Resolution #5: Send John Boehner my resume, and write him a touching e-mail. Then ask him where the jobs are. I figure if he knows, maybe he can forward it to someone who’ll hire me. Maybe it’ll make him cry. That’d be nice.
And if he can’t find me a job, screw him, he is fucking useless.
Resolution #6: Wear a silly hat in public for no readily apparent reason. I may well mix this resolution with res. #1 to create an unforgettable experience for some poor bastard.
Resolution #7: Record a song that I’ve written. Send it to someone at a record company. Cross fingers.
Resolution #8: Fix the political rift in this great nation, bringing together America’s left and right, so we can stand together and be one nation, united. Barring that, make America a better place by pointing out that both sides of the political aisle have faults, and that no side has all the answers. Barring that, tell that drunk glib fraud Beck to go fuck himself.
Resolution #9: Run. A lot. Run fast. Run long. Run 20+ miles at least once.
Resolution #10: Read the Koran, in an effort to find out why all these nut jobs keep tying bombs to their assholes and blowing them off and taking unsuspecting people along with them. Assholes.
Resolution #11: Call my Representative. Tell him he is a shithead.
Resolution #12: Stop climate change. If that isn’t happening, help the people who are helping to do that. If that doesn’t happen, at the very least shut one self proclaimed climate change denier the hell up. And if it turns out there is no climate change, start it the hell up.
Resolution #13: Be grumpier every day.
Resolution #14: Write for money. I know, I know. I said that last year, and it didn’t didn’t work out. Despite the fact that I applied for a number of jobs as a writer, I could not land a single one. That may be because I sent resumes at the wrong time, or the positions were filled, but probably because I suck. But that’s OK, plenty of other writers suck. Just read redstate.com, or Mediaite. They are ALL shitty writers, and they make money writing, why can’t I?
Resolution#15: If I can’t make money writing, or get a job making copies or being a mover, or make money playing guitar, go be a dishwasher or something. Any job is better than no job. Can you tell I obsess over money? Maybe I should stop that.

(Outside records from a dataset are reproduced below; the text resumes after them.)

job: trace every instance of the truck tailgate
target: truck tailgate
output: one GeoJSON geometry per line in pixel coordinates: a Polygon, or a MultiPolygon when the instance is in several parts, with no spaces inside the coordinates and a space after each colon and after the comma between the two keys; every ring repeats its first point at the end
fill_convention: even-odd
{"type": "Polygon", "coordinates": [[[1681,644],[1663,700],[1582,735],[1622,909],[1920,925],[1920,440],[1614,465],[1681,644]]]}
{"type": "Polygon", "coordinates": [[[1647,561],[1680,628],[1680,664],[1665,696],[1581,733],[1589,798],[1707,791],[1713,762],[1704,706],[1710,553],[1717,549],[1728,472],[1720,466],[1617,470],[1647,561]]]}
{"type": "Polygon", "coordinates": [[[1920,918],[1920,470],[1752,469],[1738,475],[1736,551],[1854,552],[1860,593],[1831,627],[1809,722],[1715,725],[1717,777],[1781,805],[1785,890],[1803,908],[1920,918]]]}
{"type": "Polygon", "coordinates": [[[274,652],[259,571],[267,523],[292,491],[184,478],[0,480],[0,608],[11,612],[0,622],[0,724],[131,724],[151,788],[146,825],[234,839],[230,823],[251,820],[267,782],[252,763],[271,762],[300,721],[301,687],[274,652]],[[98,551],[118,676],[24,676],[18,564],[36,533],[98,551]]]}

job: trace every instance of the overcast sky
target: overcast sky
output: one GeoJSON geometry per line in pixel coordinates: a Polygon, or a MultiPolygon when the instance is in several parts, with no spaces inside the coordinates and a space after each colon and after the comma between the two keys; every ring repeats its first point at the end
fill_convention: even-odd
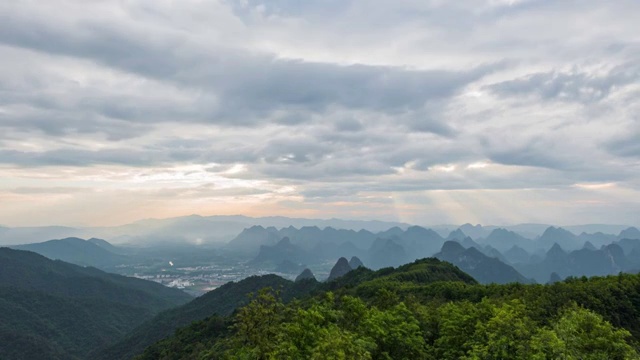
{"type": "Polygon", "coordinates": [[[640,2],[0,2],[0,224],[640,224],[640,2]]]}

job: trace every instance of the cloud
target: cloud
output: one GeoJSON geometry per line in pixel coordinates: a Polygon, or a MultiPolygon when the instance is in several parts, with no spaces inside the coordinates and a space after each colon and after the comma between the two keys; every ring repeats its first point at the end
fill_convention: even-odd
{"type": "Polygon", "coordinates": [[[589,104],[606,98],[614,88],[637,84],[638,81],[640,66],[634,62],[618,65],[604,74],[575,69],[569,72],[534,73],[492,84],[487,89],[503,96],[535,94],[544,100],[589,104]]]}
{"type": "MultiPolygon", "coordinates": [[[[414,70],[403,66],[339,65],[282,59],[214,45],[195,47],[183,34],[166,31],[161,40],[131,24],[56,24],[22,12],[0,19],[0,42],[6,45],[71,56],[136,74],[172,86],[201,91],[196,111],[153,109],[140,97],[84,99],[108,118],[140,121],[185,119],[229,125],[255,125],[278,111],[326,113],[332,108],[367,109],[387,114],[409,113],[412,128],[446,133],[441,119],[424,116],[429,102],[444,101],[469,83],[494,71],[477,66],[464,71],[414,70]],[[41,20],[41,21],[37,21],[41,20]],[[142,106],[141,106],[142,105],[142,106]],[[199,110],[199,111],[198,111],[199,110]]],[[[157,103],[157,102],[156,102],[157,103]]],[[[298,116],[297,123],[304,121],[298,116]]],[[[291,122],[289,113],[280,119],[291,122]]],[[[278,120],[278,119],[276,119],[278,120]]]]}
{"type": "Polygon", "coordinates": [[[623,134],[612,138],[607,143],[608,150],[618,156],[640,158],[640,122],[635,118],[635,126],[630,127],[623,134]]]}
{"type": "Polygon", "coordinates": [[[620,214],[640,201],[638,11],[632,0],[7,2],[0,198],[21,210],[0,216],[27,222],[18,205],[39,195],[41,219],[69,209],[73,223],[100,222],[79,209],[101,202],[132,220],[620,214]],[[591,183],[616,186],[576,185],[591,183]],[[594,196],[608,212],[583,209],[594,196]]]}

Hmmm….
Resolution #16: Stop obsessing over money.
Resolution #17: Stop obsessing over money.
Resolution #18: Stop obsessing over money.
Resolution #19: Stop repeating myself unnecessarily, and stop obsessing over money, by becoming obsessed with something else entirely, like cheddar cheese, or knuckle push-ups, or farting in public.
Resolution #20: Do something radically insane, like jump out of an airplane, or base jump. I think I’ll make sure I have a parachute or an umbrella or some such handy for that, otherwise I just might end up sticking the landing.
Plus, I really don’t look good in red.
That’s it from here, America! Happy New Year!